Pasokan oksigen mesti menjadi prioritas pemerintah selain keselamatan dokter dan tenaga kesehatan. Selain mengalihkan oksigen industri untuk kesehatan, pemerintah juga sudah memroses impor oksigen dari negara lain.
Oleh
Cyprianus Anto Saptowalyono
·5 menit baca
JAKARTA, KOMPAS — Pemerintah memiliki sejumlah strategi untuk mengatasi permasalahan pasokan oksigen di Tanah Air. Salah satu strategi adalah mengimpor oksigen cair dan konsentrator oksigen. Pemerintah juga akan memakai bantuan perusahaan-perusahaan besar yang memiliki kelebihan pasokan atau kapasitas oksigen.
Pemerintah sudah memproses impor oksigen 40.000 ton oxygen liquid atau oksigen cair untuk digunakan ke depan. Presiden Joko Widodo juga telah setuju Indonesia akan mengimpor konsentrator oksigen sehingga mengurangi penggunaan oksigen cair.
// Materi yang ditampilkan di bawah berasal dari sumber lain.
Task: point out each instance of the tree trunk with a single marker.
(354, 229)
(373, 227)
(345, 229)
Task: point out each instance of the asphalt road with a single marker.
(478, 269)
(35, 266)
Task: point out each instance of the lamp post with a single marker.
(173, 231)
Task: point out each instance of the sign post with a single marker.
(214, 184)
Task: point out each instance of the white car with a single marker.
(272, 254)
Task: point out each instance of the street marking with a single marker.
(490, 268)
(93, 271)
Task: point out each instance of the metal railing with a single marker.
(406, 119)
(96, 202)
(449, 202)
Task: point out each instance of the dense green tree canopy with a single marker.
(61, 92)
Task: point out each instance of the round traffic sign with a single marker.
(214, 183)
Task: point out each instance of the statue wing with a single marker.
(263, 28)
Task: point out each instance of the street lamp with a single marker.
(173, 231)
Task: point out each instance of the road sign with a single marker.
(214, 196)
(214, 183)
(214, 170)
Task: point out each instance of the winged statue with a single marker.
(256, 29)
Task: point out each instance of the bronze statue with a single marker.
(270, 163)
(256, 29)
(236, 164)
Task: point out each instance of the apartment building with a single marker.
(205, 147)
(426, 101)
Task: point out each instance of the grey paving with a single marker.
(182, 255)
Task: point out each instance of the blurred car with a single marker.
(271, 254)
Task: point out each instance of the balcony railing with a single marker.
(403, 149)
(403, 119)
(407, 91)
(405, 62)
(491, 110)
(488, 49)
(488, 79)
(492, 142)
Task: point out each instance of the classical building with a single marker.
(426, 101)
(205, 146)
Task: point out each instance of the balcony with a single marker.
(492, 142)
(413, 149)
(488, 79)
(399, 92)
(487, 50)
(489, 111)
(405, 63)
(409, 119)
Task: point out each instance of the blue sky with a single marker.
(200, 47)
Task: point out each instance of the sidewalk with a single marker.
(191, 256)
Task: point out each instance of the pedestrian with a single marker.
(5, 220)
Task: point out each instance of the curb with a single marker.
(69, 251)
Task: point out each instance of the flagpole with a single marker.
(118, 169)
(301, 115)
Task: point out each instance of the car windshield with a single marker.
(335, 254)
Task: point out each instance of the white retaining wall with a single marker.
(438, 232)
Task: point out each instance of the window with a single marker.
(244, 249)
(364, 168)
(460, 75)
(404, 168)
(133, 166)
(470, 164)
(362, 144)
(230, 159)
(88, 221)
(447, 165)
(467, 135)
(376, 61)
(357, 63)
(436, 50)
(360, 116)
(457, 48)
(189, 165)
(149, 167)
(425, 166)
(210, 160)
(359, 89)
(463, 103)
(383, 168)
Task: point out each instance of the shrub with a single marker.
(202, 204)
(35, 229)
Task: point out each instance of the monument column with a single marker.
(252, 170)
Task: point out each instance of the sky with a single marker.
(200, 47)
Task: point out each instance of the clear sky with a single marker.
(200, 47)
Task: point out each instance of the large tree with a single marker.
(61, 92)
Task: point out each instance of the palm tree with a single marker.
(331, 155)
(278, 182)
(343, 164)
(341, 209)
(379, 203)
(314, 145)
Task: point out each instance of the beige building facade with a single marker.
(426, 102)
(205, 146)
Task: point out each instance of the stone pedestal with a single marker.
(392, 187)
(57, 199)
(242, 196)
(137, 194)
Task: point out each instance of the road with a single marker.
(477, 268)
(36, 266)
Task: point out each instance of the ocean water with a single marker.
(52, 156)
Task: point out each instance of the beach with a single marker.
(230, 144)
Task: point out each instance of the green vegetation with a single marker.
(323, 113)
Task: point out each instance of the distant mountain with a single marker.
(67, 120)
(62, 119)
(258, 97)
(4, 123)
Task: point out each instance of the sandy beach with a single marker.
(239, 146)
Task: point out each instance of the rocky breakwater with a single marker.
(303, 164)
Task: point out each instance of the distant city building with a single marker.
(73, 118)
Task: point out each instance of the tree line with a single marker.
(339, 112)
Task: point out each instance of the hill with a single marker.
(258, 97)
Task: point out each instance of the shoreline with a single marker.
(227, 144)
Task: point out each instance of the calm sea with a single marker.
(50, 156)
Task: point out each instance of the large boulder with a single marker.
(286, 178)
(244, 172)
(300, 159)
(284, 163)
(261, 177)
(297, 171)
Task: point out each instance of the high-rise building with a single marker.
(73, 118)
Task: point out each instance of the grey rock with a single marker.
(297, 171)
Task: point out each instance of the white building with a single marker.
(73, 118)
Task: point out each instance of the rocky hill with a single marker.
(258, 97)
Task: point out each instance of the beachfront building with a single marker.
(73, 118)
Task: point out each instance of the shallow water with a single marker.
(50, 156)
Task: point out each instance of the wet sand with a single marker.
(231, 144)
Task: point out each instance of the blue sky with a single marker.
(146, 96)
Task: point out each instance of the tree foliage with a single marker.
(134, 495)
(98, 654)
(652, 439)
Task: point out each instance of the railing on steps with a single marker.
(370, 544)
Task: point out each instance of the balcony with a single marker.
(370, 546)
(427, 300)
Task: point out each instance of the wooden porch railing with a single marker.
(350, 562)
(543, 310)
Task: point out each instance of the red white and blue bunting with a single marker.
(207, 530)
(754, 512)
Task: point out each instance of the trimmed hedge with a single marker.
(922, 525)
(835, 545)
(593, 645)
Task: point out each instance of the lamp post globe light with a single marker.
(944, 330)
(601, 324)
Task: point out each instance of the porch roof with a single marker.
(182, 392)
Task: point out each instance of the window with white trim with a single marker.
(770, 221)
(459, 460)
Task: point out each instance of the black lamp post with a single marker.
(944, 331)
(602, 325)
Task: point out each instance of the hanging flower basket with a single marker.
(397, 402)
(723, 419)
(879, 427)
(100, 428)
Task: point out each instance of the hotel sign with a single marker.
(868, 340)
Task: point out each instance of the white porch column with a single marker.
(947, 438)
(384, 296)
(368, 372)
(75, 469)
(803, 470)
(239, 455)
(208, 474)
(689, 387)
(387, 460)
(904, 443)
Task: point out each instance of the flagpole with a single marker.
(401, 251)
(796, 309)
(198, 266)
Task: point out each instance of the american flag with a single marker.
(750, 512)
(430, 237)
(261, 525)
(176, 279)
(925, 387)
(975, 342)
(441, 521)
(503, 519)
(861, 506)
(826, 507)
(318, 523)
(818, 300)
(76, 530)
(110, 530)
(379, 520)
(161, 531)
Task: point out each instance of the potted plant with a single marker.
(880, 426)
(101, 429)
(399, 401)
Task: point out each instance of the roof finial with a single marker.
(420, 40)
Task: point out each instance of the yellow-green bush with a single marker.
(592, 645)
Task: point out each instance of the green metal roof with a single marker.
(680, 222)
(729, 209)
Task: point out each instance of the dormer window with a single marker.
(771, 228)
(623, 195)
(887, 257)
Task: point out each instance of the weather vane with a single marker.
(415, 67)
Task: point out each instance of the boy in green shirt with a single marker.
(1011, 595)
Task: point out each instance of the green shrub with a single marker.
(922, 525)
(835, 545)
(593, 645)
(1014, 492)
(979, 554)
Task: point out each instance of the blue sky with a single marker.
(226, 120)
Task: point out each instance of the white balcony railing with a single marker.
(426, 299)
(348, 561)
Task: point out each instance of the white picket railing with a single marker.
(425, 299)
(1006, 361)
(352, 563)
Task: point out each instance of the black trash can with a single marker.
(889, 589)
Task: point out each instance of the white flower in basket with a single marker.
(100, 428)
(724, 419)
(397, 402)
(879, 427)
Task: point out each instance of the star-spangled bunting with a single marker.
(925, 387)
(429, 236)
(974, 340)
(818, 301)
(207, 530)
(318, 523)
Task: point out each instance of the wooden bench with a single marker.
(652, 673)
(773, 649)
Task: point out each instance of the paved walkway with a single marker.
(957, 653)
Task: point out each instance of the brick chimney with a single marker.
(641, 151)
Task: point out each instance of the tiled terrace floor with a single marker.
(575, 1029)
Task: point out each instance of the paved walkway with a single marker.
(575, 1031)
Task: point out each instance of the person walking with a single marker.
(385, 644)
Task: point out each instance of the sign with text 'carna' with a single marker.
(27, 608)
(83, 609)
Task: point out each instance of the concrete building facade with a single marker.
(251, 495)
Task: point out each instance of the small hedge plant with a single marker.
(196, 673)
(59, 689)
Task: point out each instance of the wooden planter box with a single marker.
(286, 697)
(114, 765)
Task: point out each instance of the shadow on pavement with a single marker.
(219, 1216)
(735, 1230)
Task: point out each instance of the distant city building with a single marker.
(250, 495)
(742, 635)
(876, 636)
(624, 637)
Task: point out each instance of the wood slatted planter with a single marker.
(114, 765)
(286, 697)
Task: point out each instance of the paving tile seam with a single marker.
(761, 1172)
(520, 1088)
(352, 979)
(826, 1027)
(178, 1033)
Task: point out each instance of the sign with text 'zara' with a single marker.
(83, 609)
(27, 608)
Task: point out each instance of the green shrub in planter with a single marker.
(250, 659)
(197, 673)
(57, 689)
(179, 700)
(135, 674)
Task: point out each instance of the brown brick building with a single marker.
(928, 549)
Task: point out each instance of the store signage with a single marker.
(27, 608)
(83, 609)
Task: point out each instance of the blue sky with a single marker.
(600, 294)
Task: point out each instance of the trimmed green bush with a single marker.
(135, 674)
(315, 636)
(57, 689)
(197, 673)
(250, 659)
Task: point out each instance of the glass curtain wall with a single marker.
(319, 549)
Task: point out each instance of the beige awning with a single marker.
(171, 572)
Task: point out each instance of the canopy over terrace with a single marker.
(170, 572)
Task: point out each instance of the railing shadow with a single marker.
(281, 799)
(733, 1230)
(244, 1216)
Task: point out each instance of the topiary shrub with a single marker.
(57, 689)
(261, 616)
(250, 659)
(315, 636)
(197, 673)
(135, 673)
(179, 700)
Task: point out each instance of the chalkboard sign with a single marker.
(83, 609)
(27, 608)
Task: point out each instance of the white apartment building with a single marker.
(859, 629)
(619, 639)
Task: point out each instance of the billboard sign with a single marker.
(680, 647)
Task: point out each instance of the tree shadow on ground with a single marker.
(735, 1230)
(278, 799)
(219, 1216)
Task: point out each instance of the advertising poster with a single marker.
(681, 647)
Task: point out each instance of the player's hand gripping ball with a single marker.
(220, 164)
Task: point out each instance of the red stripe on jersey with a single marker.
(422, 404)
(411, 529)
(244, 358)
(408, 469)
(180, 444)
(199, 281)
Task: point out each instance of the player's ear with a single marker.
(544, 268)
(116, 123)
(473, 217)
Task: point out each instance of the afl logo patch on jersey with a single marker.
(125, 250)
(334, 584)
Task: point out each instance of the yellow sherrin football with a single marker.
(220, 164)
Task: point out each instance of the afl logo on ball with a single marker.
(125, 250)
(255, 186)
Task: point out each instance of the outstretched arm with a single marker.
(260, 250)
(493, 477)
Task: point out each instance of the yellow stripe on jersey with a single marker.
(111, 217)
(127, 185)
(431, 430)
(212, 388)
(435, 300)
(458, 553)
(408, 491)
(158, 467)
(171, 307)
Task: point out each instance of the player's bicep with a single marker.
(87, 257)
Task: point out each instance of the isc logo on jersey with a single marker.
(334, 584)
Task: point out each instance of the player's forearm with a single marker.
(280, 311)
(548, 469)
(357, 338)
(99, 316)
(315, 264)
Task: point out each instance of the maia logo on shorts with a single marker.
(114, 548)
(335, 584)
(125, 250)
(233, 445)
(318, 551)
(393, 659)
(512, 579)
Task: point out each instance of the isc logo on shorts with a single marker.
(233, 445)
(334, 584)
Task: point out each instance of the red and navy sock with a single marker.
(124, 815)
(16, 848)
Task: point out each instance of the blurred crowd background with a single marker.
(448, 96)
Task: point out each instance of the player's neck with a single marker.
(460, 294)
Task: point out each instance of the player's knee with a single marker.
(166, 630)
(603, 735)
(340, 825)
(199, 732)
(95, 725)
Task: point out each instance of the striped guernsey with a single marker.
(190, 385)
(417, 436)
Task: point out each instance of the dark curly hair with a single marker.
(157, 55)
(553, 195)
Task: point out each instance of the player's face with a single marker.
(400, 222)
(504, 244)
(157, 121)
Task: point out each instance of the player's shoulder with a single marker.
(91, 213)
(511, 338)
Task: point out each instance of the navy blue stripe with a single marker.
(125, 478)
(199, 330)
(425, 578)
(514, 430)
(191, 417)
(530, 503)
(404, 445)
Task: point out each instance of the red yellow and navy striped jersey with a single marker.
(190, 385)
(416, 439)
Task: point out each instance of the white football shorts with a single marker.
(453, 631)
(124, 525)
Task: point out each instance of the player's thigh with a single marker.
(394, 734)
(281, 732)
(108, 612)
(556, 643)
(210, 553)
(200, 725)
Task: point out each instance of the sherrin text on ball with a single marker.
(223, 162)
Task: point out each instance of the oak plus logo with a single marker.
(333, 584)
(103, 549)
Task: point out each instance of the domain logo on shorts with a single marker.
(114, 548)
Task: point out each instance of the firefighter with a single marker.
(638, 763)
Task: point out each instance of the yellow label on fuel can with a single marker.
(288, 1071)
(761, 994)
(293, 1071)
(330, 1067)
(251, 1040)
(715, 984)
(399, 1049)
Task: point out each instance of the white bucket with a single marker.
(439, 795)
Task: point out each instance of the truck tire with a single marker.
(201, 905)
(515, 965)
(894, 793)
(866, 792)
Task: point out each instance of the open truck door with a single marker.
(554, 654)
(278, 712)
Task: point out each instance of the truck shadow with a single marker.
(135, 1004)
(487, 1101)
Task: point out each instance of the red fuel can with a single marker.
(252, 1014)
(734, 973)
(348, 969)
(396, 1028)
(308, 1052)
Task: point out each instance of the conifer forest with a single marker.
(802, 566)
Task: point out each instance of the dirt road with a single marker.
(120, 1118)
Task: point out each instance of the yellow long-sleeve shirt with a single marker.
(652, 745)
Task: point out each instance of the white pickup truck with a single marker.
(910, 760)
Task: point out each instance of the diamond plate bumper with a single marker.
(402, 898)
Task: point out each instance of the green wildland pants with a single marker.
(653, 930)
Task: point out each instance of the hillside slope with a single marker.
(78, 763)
Demikian disampaikan Menteri Koordinator Bidang Kemaritiman dan Investasi Luhut Binsar Panjaitan saat menyampaikan keterangan pers seusai rapat terbatas penanganan pandemi Covid-19, Senin (12/7/2021). Menteri Kesehatan Budi Gunadi Sadikin serta Menteri Pekerjaan Umum dan Perumahan Rakyat Basuki Hadimuljono turut pula menyampaikan keterangan pers di kesempatan tersebut.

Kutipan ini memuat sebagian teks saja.